Рафал уткнулся с головой в подушку и стал раздумывать о своем положении. Он знал, что добра ему не ждать. С учителями он давно не ладил, так как он был ученик далеко не из лучших и первый в школе озорник, nota bene,[57] к тому же с пушком на верхней губе. Он знал, что завтра ему придется перед всеми открыть свое геройство, которое изумит всю их школу, военное училище, весь город и надолго останется в школьных легендах. Где-то вдали маячили Тарнины – и отец. При одном воспоминании об отце его бросало в дрожь, более жестокую, чем в реке.
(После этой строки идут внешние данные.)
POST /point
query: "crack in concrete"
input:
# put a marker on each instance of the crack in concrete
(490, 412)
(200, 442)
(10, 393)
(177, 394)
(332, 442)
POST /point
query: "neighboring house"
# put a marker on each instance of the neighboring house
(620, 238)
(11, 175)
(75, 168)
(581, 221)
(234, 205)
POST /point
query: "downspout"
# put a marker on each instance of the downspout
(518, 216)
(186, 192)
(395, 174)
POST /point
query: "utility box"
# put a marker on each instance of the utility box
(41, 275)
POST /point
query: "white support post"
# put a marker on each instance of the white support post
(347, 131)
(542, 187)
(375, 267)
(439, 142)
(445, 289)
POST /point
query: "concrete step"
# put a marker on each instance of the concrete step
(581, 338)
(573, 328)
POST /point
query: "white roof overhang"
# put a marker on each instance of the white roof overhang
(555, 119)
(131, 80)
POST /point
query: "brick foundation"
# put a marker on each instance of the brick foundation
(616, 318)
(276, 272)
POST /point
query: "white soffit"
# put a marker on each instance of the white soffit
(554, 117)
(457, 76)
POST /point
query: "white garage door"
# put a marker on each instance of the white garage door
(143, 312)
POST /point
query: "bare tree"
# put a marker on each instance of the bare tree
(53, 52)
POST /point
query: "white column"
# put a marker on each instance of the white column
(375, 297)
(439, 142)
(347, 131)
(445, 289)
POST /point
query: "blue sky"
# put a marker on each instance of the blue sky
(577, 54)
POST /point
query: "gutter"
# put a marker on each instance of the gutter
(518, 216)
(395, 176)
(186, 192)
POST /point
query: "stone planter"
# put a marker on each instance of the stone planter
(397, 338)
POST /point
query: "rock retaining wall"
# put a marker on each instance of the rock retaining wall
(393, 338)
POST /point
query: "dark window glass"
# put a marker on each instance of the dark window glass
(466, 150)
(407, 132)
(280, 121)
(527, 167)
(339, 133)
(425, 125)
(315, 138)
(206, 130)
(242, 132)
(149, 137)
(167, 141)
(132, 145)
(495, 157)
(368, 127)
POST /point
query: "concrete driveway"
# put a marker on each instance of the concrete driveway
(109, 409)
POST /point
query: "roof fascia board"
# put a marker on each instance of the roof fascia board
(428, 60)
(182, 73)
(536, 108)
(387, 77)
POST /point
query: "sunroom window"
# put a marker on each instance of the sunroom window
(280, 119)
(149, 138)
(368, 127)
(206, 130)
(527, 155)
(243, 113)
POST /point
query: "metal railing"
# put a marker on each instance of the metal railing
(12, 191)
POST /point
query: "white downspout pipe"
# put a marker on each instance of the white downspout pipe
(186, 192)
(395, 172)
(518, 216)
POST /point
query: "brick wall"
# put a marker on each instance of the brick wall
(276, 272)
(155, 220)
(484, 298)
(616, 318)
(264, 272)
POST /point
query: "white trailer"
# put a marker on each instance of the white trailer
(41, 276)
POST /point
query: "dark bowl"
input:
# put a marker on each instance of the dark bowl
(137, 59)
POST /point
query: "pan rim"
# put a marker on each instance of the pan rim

Ему хотелось заснуть. Он закрывал глаза. Но сон бежал его постели за тридевять земель. Ночь тянулась без конца. Рафал слышал, как Кшись заснул, как он метался во сне, что-то бормотал, просыпался, опять засыпал. Он слышал неровное, быстрое, прерывистое дыхание товарища, как будто они все еще бежали по темным полям…
Разгоряченная голова Рафала неподвижно лежала на подушке, и в ночной тишине в ней вставали, роились, вырастали до исполинских размеров видения. Из тьмы выплывали события столь близкие, что казалось, они не перестали еще быть действительностью, во мраке почти осязаемо рисовались люди, раздавались слова, вопли, стоны. Как пучок лучей, проникнув через узкую щель, освещает вдруг подземную пещеру, так совершенный им проступок бросил вдруг свет на строгие правила, запрещавшие такие-то и такие-то деяния. Только сейчас Рафал начал понимать, что он натворил. Он раздумывал о том, какое наказание может ждать его за то, что он взял чужую лодку, что плавал на ней ночью, что потерял ее, что чуть-чуть не утопил Цедро и, о ужас! – нагишом явился с товарищем в дом своего учителя!.. Только сейчас он представил себе, каким загадочным должно показаться поведение ученика, который нагишом шатается по городу. Его бросило в жар при одном воспоминании о разных похожих или не совсем похожих историях, которые товарищи со страхом передавали шепотом друг дружке. Что ждет его за это? Какому наказанию могут его подвергнуть? Кто знает, может, это самое тяжкое из всех человеческих преступлений? Если бы кто-нибудь мог сказать ему, выразить в одном слове всю тяжесть его преступления? А преступление ли это? Да, преступление! Мозг его словно пронзался сквозь темноту, как некое новое орудие силился проникнуть в неведомое будущее, осветить путь, открывшийся перед юношей, по которому тот должен теперь идти один.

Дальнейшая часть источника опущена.